Esophageal manometry is a test that analyses how well the esophagus is functioning in the body. The esophagus, also commonly referred to as the food pipe, is a muscular tube that extends from the back of the throat i.e. pharynx to the stomach via the diaphragm. Being approximately 8 inches long in adults, the esophagus is lined by moist pink tissue known as mucosa and carries out vital tasks to ensure digestive health in the system.
Upon swallowing food, the esophagus performs the key function of carrying the particles into the stomach for proper digestion. It also prevents the backward flow of assimilated foods and acids (acid reflux) into the throat and mouth, as well as averts the passage of food down the windpipe or trachea, thereby preventing choking, vomiting. These operations are facilitated by means of two muscle groups in the food pipe – the upper esophageal sphincter (UES) – a bundle of muscles situated at the top end of the esophagus and the lower esophageal sphincter (LES) – a cluster of muscles located at the base of the esophagus, at the junction where it affixes to the stomach.
The esophageal manometry test measures the muscle contractions of the UES and LES as the esophagus constricts itself to push the food from the mouth to the stomach. It is also used to determine the force, speed and coordination of the esophageal muscles as they carry food down to the stomach. This diagnostic evaluation is very useful in diagnosing problems in the esophagus, especially when people report difficulty swallowing, chest pain or heartburn.
Why It Is Done:
The esophageal manometry test is recommended by the doctor if the patient displays symptoms associated with disorders of the food pipe, such as:
- Difficulty swallowing, with pain while ingesting food past the throat
- Regurgitation i.e. reverse flow of food back into the mouth, along with heartburn – an uneasy burning sensation in the chest and throat
- Chest pain
Moreover, if the person primarily experiences inability to swallow food smoothly, the doctor conducts other tests such as an X-ray or gastroscopy/upper endoscopy, before doing an esophageal manometry, to spot or rule out any narrowing, complete blockage or inflammation in the esophagus.

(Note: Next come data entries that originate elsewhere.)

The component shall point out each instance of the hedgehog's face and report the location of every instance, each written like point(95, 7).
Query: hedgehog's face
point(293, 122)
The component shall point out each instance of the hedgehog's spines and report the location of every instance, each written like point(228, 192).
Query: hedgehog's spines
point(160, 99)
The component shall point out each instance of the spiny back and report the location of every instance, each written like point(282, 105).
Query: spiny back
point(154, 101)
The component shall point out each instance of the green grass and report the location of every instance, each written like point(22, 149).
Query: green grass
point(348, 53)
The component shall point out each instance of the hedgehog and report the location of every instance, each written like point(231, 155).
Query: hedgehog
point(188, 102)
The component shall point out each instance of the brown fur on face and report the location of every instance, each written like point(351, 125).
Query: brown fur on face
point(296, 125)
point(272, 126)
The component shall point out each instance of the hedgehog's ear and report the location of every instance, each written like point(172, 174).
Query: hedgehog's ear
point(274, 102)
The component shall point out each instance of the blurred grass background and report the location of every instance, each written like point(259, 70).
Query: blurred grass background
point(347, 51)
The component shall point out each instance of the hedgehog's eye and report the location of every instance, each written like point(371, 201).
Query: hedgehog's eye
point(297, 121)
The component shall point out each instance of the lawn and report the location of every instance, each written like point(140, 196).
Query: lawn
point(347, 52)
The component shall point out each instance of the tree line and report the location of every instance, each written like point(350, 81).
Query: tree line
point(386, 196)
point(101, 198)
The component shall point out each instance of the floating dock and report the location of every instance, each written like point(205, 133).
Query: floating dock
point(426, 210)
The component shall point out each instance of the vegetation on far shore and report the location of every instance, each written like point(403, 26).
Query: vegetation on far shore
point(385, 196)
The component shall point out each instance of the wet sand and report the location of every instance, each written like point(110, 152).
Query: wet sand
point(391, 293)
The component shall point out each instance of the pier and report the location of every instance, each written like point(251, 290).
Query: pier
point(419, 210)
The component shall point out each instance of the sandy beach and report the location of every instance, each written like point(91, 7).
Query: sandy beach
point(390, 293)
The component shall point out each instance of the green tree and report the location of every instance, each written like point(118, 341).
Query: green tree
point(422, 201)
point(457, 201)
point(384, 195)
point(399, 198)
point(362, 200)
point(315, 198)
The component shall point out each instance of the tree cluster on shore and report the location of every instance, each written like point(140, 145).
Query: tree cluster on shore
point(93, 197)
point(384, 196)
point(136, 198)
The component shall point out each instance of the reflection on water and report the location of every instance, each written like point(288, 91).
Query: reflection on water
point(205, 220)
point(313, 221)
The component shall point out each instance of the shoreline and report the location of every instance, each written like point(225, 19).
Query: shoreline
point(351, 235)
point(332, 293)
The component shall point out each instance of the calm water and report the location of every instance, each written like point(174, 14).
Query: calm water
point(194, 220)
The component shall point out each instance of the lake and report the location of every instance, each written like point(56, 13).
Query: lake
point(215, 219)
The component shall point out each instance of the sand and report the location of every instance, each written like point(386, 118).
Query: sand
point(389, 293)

Esophageal manometry is also useful in diagnosing various disorders arising in the food pipe, including diffuse esophageal spasm, scleroderma, achalasia – all of which involve defective functioning of the esophageal sphincter muscles leading to incapacity to swallow food, regurgitation and gastroesophageal reflux disease (GERD).

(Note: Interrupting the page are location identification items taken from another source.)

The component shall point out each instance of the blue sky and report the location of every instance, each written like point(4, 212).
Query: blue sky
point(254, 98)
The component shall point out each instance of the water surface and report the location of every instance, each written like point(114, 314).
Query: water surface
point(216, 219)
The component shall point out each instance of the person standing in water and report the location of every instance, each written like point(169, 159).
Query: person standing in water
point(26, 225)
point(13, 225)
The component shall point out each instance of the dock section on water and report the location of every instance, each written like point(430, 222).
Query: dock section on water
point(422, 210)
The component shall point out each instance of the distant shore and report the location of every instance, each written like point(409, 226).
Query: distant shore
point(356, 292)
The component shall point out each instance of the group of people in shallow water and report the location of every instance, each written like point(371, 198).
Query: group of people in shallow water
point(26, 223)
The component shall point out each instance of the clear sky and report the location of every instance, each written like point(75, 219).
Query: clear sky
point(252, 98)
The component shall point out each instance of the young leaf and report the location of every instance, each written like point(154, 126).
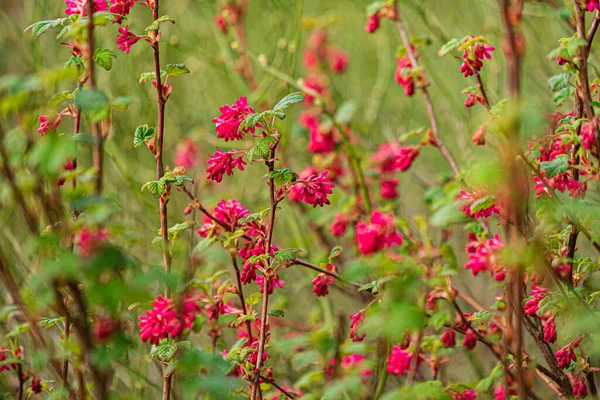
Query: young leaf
point(293, 98)
point(103, 57)
point(555, 167)
point(451, 45)
point(160, 20)
point(142, 134)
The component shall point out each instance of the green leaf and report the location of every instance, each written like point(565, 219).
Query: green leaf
point(103, 57)
point(286, 254)
point(95, 103)
point(451, 45)
point(155, 187)
point(287, 101)
point(175, 70)
point(60, 96)
point(283, 176)
point(39, 28)
point(559, 81)
point(555, 167)
point(123, 102)
point(276, 312)
point(143, 133)
point(160, 20)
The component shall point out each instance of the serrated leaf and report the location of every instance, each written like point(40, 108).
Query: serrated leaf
point(175, 70)
point(287, 101)
point(555, 167)
point(103, 57)
point(60, 96)
point(155, 25)
point(276, 312)
point(39, 28)
point(451, 45)
point(155, 187)
point(142, 134)
point(283, 176)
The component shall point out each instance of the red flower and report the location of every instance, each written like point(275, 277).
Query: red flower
point(564, 356)
point(357, 320)
point(338, 61)
point(579, 388)
point(230, 212)
point(321, 284)
point(550, 331)
point(339, 225)
point(228, 123)
point(221, 163)
point(379, 234)
point(79, 7)
point(449, 338)
point(166, 320)
point(126, 39)
point(186, 154)
point(399, 361)
point(121, 7)
point(311, 188)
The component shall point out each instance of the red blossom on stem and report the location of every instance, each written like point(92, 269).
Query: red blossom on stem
point(228, 123)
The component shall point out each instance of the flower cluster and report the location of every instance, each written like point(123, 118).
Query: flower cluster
point(168, 319)
point(483, 256)
point(378, 234)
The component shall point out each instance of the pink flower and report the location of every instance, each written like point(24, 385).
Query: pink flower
point(379, 234)
point(339, 225)
point(79, 7)
point(89, 241)
point(550, 331)
point(230, 212)
point(126, 39)
point(588, 139)
point(470, 340)
point(564, 356)
point(36, 385)
point(464, 395)
point(533, 305)
point(478, 199)
point(312, 188)
point(221, 163)
point(228, 123)
point(321, 284)
point(338, 61)
point(399, 361)
point(186, 154)
point(389, 188)
point(357, 320)
point(121, 7)
point(449, 338)
point(579, 388)
point(483, 256)
point(321, 140)
point(593, 5)
point(373, 23)
point(166, 320)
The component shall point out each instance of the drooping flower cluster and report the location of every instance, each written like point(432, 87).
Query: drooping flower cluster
point(399, 360)
point(475, 50)
point(478, 204)
point(166, 319)
point(483, 256)
point(221, 163)
point(312, 188)
point(378, 234)
point(80, 7)
point(228, 123)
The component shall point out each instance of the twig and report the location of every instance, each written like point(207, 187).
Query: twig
point(428, 103)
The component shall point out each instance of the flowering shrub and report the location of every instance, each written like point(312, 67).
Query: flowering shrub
point(257, 226)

Prior to the procedure, the doctor instructs the patient to not consume food for 8 hours and also to stop taking any other prescription medications that may interfere with the manometry test protocol and results.
The esophageal manometry test is performed as an outpatient procedure without the requirement for any anaesthesia/sedation in a well-equipped hospital by the chief medical practitioner. After the patient changes into a loose-fitting clean hospital gown, a numbing gel or medication is sprayed down their throat while they seated erect on the exam table/bed. A catheter – a thin flexible tube affixed with pressure sensors, is then guided via the nose into the esophagus, which might make the eyes water a little or trigger minor nosebleeds, irritation, but does not affect breathing. The patient is then told to lie on their back on the exam bed/table, or continue to remain sitting, depending upon the requirements of the manometry test. Next, when the patient is taking in small sips of water, the computer connected to the catheter records the speed, pressure and pattern of esophageal muscle contractions.
During the course of the manometry test, the patient is asked to breathe in slowly, smoothly without interruptions, breaks and deeply, remain still without moving the body much and swallow water only when instructed to do so by the doctor. Once the necessary measurements are obtained upon moving the catheter within the esophagus - both upwards and down till the stomach, the thin tube is withdrawn.
The entire procedure takes about 30 minutes and the patient can resume normal activities at home and work after the esophageal manometry is completed.
The esophageal manometry test is usually a safe protocol without any grave health complications. However, minor discomfort is encountered during the diagnostic procedure, such as:
- Gagging when the catheter tube is inserted past the throat
- Watery eyes
- Uneasiness in the nose and throat
Mild side-effects are witnessed upon completion of the esophageal manometry procedure, including:
- Sore throat
- Stuffy nose
- Minor nosebleed
The results of the esophageal manometry test are obtained within 1 – 2 days post the procedure. Based on the pattern and pressure of esophageal muscle contractions recorded in the manometry test, the doctor informs the patient of the relevant esophageal disorder, with its symptoms and treatment, or advises them regarding any surgery they may have to undergo, with regular follow-up consultations to monitor esophagus functions and digestive health of the patient.